SHERL: Synthesizing High Accuracy and Efficient Memory for Resource-Limited Transfer Learning

Parameter-efficient transfer learning (PETL) has emerged as a flourishing research field for adapting large pre-trained models to downstream tasks, greatly reducing trainable parameters while grappling with memory challenges during fine-tuning. To address it, memory-efficient series (METL) avoid backpropagating gradients through the large backbone. However, they compromise by exclusively relying on frozen intermediate outputs and limiting the exhaustive exploration of prior knowledge from pre-trained models. Moreover, the dependency and redundancy between cross-layer features are frequently overlooked, thereby submerging more discriminative representations and causing an inherent performance gap (vs. conventional PETL methods). Hence, we propose an innovative METL strategy called SHERL for resource-limited scenarios to decouple the entire adaptation into two successive and complementary processes. In the early route, intermediate outputs are consolidated via an anti-redundancy operation, enhancing their compatibility for subsequent interactions; thereby in the late route, utilizing minimal late pre-trained layers could alleviate the peak demand on memory overhead and regulate these fairly flexible features into more adaptive and powerful representations for new domains. Extensive ablations on vision-and-language and language-only tasks show that SHERL combines the strengths of both parameter and memory-efficient techniques, performing on-par or better across diverse architectures with lower memory during fine-tuning. Our code is publicly available at: https://github.com/Paranioar/SHERL.

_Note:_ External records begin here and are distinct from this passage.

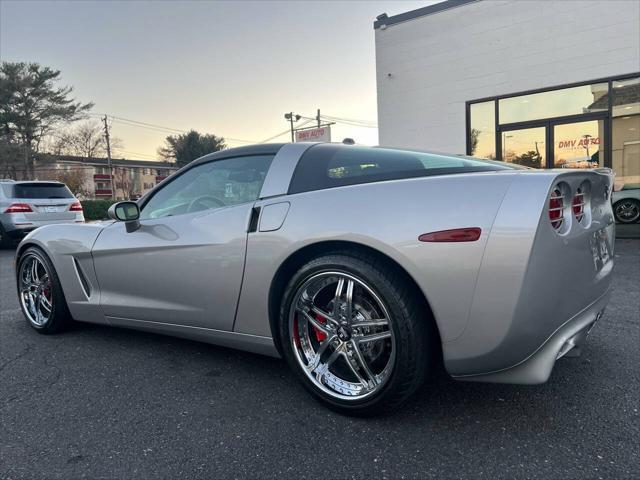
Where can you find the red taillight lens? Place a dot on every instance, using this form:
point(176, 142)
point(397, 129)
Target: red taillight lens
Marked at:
point(18, 208)
point(456, 235)
point(577, 204)
point(556, 208)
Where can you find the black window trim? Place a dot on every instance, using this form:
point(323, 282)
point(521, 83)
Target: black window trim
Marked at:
point(142, 202)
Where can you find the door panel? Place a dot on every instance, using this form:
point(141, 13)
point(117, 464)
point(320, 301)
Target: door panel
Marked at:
point(184, 269)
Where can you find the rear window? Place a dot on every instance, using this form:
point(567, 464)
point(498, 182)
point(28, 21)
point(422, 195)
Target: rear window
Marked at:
point(37, 190)
point(327, 166)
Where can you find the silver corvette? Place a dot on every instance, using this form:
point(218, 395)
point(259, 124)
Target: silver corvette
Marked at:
point(362, 267)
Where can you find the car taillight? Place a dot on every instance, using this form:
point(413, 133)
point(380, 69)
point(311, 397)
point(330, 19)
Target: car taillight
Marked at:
point(577, 205)
point(18, 208)
point(556, 208)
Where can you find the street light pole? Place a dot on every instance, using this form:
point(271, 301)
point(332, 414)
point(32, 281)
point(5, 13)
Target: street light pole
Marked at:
point(106, 136)
point(292, 118)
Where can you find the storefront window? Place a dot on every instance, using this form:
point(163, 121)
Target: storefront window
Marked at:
point(524, 147)
point(626, 165)
point(578, 145)
point(555, 103)
point(482, 136)
point(626, 97)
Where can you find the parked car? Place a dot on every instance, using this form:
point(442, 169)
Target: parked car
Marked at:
point(626, 204)
point(27, 205)
point(359, 266)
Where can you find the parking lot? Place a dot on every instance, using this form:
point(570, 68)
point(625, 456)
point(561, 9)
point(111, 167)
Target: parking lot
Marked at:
point(100, 402)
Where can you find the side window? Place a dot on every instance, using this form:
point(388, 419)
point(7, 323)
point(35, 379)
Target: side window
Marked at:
point(215, 184)
point(328, 166)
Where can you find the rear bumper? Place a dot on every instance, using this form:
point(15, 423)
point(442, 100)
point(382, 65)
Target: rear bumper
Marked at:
point(20, 230)
point(566, 340)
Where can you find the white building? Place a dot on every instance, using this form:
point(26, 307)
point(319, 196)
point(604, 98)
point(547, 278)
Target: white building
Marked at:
point(546, 83)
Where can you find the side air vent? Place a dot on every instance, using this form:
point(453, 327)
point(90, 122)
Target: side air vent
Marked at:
point(86, 286)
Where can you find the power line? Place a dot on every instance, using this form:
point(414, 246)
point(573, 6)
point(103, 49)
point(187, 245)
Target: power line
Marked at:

翻译：参数高效迁移学习（PETL）已成为将大规模预训练模型适配至下游任务的重要研究方向，其在显著减少可训练参数量的同时，也面临微调过程中的内存挑战。为解决此问题，内存高效系列方法（METL）避免了通过大型主干网络进行梯度反向传播，但其代价是仅依赖冻结的中间层输出，限制了对预训练模型先验知识的充分探索。此外，跨层特征间的依赖性与冗余性常被忽视，导致更具判别性的表征被淹没，并产生固有的性能差距（相较于传统PETL方法）。为此，我们提出一种创新的METL策略SHERL，面向资源受限场景，将整体适配过程解耦为两个连续且互补的阶段。在早期路径中，通过反冗余操作整合中间层输出，增强其后续交互的兼容性；进而在后期路径中，仅使用少量深层预训练层即可缓解内存开销的峰值需求，并将这些高度灵活的特征调控为更适合新领域的强适应性表征。在视觉-语言及纯语言任务上的大量消融实验表明，SHERL综合了参数高效与内存高效技术的优势，在微调内存更低的条件下，于多种架构上取得相当或更优的性能。我们的代码已公开于：https://github.com/Paranioar/SHERL。